Los «verdes» habían comparecido sólo tres veces; la segunda comparecencia tuvo lugar en la fecha consignada en la columna de «Resultado» de la primera comparecencia, y la tercera, en la fecha señalada en la de la segunda. No obstante, todo el proceso había llevado dos años. En el caso «rosa» se habían respetado todas las fechas señaladas para cada sesión, de las que se habían celebrado seis, con intervalos de seis meses como mínimo. A Brunetti le habría gustado saber de qué trataba el caso. ¿Qué era lo que había costado tres años decidir?

La pista «amarilla» era más reveladora. La primera sesión, que había tenido lugar más de dos años antes, había acabado con un aplazamiento de seis meses. Sin explicaciones. En la segunda sesión, se fijó una nueva fecha, sin explicaciones, a cinco meses vista. En la tercera sesión, la casilla «Resultado» indicaba una nueva fecha, para seis meses después, y la frase «Faltan documentos». El siguiente aplazamiento, de otros seis meses, estaba justificado por «Enfermedad», aunque no se especificaba quién era el enfermo. En la fecha siguiente, 20 de diciembre, la sesión, al parecer, sólo tuvo por objeto señalar un nuevo aplazamiento, cuatro meses, con la explicación de «Fiestas» inscrita en la última columna.

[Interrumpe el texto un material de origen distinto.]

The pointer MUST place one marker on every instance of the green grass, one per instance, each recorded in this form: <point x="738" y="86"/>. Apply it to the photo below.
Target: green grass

La nueva fecha, segunda quincena de abril, hizo pensar a Brunetti que había sido programada para hacerla coincidir con las vacaciones de Pascua, pero se sorprendió al ver que la jueza Coltellini había celebrado una sesión y fijado una nueva fecha -siete meses más adelante- a fin de darse tiempo para «Interrogar a nuevos testigos».

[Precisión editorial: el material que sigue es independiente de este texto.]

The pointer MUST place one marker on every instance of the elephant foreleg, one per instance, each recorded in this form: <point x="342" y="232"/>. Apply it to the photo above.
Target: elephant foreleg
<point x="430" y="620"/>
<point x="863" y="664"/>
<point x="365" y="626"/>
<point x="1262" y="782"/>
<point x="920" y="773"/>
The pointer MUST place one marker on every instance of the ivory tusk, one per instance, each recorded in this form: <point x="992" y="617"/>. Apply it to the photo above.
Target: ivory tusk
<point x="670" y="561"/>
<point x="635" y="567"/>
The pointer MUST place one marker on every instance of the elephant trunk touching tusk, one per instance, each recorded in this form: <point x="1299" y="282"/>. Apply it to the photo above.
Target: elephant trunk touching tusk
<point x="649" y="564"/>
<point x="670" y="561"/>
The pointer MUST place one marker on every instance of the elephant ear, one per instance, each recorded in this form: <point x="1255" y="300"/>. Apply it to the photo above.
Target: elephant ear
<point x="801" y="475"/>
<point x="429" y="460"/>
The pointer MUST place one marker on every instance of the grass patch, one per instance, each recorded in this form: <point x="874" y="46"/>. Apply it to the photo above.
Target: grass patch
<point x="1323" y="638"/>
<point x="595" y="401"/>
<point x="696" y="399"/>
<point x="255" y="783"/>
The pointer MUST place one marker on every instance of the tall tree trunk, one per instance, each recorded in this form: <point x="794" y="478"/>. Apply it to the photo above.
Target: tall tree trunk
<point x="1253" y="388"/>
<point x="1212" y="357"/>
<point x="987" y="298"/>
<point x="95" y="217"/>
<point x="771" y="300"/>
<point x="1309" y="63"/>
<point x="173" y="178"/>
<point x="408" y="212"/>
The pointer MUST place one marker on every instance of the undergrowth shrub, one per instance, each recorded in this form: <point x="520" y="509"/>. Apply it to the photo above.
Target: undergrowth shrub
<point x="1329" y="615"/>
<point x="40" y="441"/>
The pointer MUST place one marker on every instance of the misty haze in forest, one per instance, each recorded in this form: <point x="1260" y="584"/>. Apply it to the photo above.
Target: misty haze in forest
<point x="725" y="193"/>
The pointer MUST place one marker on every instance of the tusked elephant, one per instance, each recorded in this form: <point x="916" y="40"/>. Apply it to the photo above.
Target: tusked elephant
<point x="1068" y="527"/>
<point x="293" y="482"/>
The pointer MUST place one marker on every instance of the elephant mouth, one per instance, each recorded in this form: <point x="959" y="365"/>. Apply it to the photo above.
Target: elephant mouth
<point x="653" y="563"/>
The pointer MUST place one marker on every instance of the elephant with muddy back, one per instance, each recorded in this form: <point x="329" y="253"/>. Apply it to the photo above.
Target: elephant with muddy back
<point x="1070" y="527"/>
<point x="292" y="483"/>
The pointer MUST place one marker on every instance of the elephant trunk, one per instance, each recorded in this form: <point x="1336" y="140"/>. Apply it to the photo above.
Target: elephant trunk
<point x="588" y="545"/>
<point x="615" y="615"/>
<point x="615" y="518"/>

Brunetti se preguntaba qué nuevos testigos podía haber en un proceso que había estado moviéndose -aquí se reprochó haberse precipitado a usar este verbo, pues lo cierto era que había estado encallado- por los juzgados durante casi tres años. No era de extrañar que la gente temiera verse atrapada por los tentáculos del monstruo: era axiomático que lo peor que podía ocurrirle a una persona -aparte de contraer una enfermedad grave- era estar implicada en un caso judicial. Desde luego.

La jueza sorprendió a Brunetti una vez más resolviendo el caso «naranja» en menos de un año, pero tanto el «lápiz» como el «bolígrafo rojo» aún se arrastraban por los juzgados desde hacía más de dos años.

El comisario buscó en la mesa una lista de números y marcó el del telefonino de Brusca.

– ¿Sí? -contestó Brusca en tono sosegado, como si aún estuviera en el despacho de Brunetti, el mismo tono que le había oído usar por primera vez en la clase de Historia en primero de secundaria. Brunetti nunca había visto a Brusca mostrar sorpresa ante la conducta humana, por ruin que fuera, a pesar de que, trabajando en las oficinas de la administración municipal, habría estado expuesto a grandes dosis de ruindad.

– He estado mirando esos papeles más despacio -dijo Brunetti-. ¿Los has enseñado a alguien más?

– ¿Con qué objeto? -preguntó Brusca, en un tono de voz tan serio como el de Brunetti.

– Si eso es verdad, habría que pararlo -dijo Brunetti, sabiendo que la sola idea de pretender castigarlo era absurda.

– Sí; tienes razón -dijo Brusca, tratando de hacer como si estuvieran comentando la calidad de un equipo de fútbol y no la corrupción del sistema judicial. Y añadió-: Pero no lo creo posible.

– ¿Por qué me los has traído entonces? -preguntó Brunetti sin tratar de disimular el enojo.

Tardó en llegar la respuesta de Brusca, que al fin dijo:

– Pensé que a ti podría ocurrírsete qué hacer. Y confiaba en que te escandalizarías.

– Esa palabra me parece demasiado fuerte -dijo Brunetti.

– Está bien, nada de escándalo. Esperanzado, entonces. Quizá sea eso lo que admiro en ti, que aún puedas esperar que las cosas se arreglen y las Cuadras de Augias queden limpias.

– Eso, como tú bien dices, no es posible -convino Brunetti. Entonces, volviendo al motivo de la llamada y recobrando la voz de la amistad, preguntó-: Con franqueza, ¿por qué me los has dado a mí?